LUMPHANAN, Scotland -- The amazing thing about the Aberdeenshire countryside is how much is unchanged from two hundred years ago. Sure there are cars and electricity, and some adaptation to a tourist economy. But there are still a lot of farms and country estates. What made this particularly clear to me was the research I've done on my own family history, one branch of which comes from this area. I have learned a lot about my 4x-great-grandparents Robert Sherrat and Isobel Spring, where they lived, how many children they baptized, and so on, and through that research I have a pretty good knowledge of the various farms and estates that existed in the parishes of Birse and Lumphanan in the period 1790-1830. Back in that time, there certainly weren't any street addresses, so people were merely identified by the name of their farm and the name of the parish, and that was sufficient to locate anyone. I was pleased and surprised to discover that of all the farms my family lived on, all of them still exist, at least in some form, and can still be found on high-detail present-day maps. So being that I was here, and had a car, it would have been inexcusable not to drive out to these places and see what I would find there.

Our first foray into my family history was to look in the Lumphanan kirkyard to find the grave of Mary Sherrat. (She was the daughter of Robert and Isobel, and the one who keep the family line going in Scotland, while other siblings emigrated to Canada.) After a morning of whisky-tasting and an afternoon touring Castle Fraser, we followed increasingly narrow country roads to get us across to Lumphanan. After finding the church (which we could see up on a hill, but had a little trouble figuring out how to get to it), we wandered among the graves, arranged along terraced berms in the steeply sloping kirkyard around the side and back of the church. Alas, we could not find Mary anywhere. I know the stone is there, but unfortunately, I was not as organized as I should have been, and didn't have a map of the kirkyard (one is available from the good folks at the Aberdeen & Northeast Scotland Family History Society) identifying the stone. Shame on me. None the less, it was still neat to see this kirkyard and this small village which looks quite untouched by time.

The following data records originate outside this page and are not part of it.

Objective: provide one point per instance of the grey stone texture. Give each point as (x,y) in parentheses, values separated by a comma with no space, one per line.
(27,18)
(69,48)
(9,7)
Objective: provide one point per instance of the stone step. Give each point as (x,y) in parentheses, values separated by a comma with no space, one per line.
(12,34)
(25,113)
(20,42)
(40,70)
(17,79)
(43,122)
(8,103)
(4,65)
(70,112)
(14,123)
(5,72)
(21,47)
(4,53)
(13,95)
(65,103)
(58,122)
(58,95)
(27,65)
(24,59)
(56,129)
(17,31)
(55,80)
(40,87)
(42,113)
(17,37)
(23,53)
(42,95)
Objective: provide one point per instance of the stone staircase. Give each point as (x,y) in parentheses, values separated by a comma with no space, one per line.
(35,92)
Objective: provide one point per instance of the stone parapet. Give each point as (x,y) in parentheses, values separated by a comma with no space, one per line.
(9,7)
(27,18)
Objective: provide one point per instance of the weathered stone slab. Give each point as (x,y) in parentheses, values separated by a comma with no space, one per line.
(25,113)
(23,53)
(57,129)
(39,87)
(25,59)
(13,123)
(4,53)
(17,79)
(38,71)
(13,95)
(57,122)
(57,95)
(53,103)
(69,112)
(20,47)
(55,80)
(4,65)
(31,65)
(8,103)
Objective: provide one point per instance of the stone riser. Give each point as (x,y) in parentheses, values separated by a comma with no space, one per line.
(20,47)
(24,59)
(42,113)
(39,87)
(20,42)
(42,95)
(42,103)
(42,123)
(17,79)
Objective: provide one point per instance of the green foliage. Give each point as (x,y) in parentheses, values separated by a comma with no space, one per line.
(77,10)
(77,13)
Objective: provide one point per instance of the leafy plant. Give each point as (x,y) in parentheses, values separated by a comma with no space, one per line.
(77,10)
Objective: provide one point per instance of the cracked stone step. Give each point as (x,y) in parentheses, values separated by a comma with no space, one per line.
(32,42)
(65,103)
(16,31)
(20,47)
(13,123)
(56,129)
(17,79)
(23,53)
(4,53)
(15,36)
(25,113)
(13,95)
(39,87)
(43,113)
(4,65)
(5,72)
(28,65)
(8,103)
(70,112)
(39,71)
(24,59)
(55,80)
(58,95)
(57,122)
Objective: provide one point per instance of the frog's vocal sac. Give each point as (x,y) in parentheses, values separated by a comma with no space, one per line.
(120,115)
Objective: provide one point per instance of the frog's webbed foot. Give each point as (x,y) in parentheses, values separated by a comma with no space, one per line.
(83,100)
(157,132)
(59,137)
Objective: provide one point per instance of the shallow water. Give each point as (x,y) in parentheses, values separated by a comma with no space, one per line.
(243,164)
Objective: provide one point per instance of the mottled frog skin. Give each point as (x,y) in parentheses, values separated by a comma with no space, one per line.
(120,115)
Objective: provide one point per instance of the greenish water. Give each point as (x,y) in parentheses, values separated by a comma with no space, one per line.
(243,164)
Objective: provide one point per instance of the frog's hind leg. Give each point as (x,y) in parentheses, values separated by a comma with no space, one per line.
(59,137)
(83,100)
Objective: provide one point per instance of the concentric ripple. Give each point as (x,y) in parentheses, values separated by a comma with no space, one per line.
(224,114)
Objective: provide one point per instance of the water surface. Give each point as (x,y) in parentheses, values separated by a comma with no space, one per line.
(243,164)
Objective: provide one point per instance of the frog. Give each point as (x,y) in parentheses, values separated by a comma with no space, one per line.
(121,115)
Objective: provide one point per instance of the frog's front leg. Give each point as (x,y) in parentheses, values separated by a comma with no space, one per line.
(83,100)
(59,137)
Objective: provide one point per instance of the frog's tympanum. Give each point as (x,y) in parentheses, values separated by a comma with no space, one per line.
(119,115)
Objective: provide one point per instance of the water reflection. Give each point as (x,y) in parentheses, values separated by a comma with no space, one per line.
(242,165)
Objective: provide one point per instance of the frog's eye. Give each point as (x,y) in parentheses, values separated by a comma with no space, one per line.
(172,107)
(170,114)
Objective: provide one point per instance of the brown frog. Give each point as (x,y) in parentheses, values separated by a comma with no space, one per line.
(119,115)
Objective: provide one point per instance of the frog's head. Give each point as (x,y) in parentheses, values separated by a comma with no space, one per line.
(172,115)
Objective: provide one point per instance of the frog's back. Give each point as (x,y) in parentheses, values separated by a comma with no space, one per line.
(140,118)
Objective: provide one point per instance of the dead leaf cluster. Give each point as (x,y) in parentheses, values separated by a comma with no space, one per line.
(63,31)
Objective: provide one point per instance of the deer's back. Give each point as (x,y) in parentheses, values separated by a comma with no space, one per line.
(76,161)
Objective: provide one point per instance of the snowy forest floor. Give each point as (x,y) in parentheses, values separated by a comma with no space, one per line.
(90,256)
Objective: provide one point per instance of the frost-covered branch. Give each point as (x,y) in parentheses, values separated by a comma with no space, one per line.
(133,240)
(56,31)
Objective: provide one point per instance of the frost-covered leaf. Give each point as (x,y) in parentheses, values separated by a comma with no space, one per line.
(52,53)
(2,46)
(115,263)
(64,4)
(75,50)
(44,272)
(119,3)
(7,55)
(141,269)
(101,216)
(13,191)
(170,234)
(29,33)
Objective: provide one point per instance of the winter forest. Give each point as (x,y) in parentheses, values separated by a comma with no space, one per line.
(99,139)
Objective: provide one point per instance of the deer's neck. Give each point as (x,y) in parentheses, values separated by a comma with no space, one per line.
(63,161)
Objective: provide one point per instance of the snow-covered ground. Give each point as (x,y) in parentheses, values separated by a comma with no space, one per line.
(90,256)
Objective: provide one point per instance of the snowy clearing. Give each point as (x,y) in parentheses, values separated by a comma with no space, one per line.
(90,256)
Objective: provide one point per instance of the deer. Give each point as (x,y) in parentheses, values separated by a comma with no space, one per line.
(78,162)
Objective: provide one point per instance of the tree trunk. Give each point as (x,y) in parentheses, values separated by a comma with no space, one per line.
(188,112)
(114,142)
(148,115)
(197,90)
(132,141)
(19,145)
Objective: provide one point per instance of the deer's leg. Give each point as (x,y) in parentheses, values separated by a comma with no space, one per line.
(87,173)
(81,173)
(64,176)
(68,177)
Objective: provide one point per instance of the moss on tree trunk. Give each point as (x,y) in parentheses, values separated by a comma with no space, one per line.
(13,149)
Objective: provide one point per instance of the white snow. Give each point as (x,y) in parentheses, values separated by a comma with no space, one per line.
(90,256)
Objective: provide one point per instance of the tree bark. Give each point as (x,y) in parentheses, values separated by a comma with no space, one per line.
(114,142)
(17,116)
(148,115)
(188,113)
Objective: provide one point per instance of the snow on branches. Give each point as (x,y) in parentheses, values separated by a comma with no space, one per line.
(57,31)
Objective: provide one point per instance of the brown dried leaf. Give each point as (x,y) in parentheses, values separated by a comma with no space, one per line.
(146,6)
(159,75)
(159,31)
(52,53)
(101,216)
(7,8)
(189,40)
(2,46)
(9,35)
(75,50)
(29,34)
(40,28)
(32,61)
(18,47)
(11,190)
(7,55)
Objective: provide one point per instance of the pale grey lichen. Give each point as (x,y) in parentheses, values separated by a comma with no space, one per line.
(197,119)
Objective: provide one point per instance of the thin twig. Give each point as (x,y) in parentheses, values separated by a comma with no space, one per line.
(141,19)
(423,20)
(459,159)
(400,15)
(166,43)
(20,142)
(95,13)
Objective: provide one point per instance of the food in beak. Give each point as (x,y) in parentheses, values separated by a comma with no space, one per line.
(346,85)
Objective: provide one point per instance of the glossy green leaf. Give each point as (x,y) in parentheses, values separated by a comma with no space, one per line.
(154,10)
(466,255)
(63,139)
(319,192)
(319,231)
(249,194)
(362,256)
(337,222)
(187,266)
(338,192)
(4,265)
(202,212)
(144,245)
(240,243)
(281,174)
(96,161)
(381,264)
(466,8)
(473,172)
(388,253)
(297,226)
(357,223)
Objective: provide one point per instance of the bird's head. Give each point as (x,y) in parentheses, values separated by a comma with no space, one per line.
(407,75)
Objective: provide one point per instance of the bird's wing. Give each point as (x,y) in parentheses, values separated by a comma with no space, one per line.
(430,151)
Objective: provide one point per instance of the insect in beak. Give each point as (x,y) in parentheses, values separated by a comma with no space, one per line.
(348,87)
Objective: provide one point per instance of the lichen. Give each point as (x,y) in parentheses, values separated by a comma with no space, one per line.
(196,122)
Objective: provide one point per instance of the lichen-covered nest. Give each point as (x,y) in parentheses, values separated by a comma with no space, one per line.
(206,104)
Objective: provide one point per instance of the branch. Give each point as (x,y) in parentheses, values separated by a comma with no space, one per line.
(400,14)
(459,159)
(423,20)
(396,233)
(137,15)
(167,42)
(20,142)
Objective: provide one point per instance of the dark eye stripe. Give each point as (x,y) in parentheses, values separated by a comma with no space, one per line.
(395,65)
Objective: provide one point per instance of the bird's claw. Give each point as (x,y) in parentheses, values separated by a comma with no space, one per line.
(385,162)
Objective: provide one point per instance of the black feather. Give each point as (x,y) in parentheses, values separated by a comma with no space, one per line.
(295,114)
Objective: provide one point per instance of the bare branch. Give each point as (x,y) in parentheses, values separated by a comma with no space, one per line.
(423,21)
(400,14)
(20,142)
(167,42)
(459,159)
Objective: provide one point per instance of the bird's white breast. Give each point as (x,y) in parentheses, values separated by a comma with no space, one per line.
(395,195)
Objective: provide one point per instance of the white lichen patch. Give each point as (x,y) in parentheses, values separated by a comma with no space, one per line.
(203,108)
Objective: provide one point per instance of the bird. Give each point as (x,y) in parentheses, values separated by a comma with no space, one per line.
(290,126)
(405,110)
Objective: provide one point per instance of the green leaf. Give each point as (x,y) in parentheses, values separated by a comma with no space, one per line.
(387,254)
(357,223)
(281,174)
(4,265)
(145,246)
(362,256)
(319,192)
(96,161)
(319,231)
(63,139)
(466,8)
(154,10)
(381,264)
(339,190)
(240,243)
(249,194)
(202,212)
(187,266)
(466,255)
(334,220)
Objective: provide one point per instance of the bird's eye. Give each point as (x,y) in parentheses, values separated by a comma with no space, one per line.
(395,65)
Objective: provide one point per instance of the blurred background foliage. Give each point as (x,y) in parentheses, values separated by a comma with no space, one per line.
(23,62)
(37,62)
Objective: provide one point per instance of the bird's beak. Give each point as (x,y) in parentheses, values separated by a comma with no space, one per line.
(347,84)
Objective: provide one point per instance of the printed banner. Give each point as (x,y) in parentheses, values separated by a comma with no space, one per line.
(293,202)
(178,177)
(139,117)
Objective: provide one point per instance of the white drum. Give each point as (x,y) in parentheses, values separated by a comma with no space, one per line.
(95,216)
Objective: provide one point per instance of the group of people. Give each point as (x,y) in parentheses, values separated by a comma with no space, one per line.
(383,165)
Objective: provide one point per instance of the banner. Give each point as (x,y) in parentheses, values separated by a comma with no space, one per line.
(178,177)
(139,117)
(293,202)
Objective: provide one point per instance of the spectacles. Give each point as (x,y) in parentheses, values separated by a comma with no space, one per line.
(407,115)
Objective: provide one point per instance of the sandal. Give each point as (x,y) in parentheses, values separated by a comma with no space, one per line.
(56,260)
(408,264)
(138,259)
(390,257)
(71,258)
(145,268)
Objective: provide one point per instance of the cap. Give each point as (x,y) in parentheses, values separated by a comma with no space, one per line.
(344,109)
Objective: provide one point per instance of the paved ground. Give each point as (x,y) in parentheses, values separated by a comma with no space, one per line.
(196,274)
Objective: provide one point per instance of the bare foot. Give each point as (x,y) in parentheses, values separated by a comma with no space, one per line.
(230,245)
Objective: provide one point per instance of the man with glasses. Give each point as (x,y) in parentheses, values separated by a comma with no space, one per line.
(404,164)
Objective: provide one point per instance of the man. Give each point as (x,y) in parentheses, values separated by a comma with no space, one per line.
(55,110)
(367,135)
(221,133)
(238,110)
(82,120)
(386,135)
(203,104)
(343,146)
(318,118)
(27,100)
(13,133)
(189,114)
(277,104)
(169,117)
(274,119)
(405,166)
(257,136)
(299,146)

As we headed home, I had one other stop in mind, which turned out to be much more rewarding. Isobel's sister Christian had married an aging laird who owned 8000 acres in Birse parish, and an equal amount in Lumphanan. Later in life, when she was a widow and her son the new laird was grown, she was given a place called Auchinhove Cottage to live out her years. (She lived at Auchinhove Cottage from 1823 until her death in 1849 at age 80.) Christian's niece Mary Sherrat (whose grave we couldn't find) lived with her or very nearby during that time, and Auchinhove was farmed by Mary's son Robert Cromar as late as 1901.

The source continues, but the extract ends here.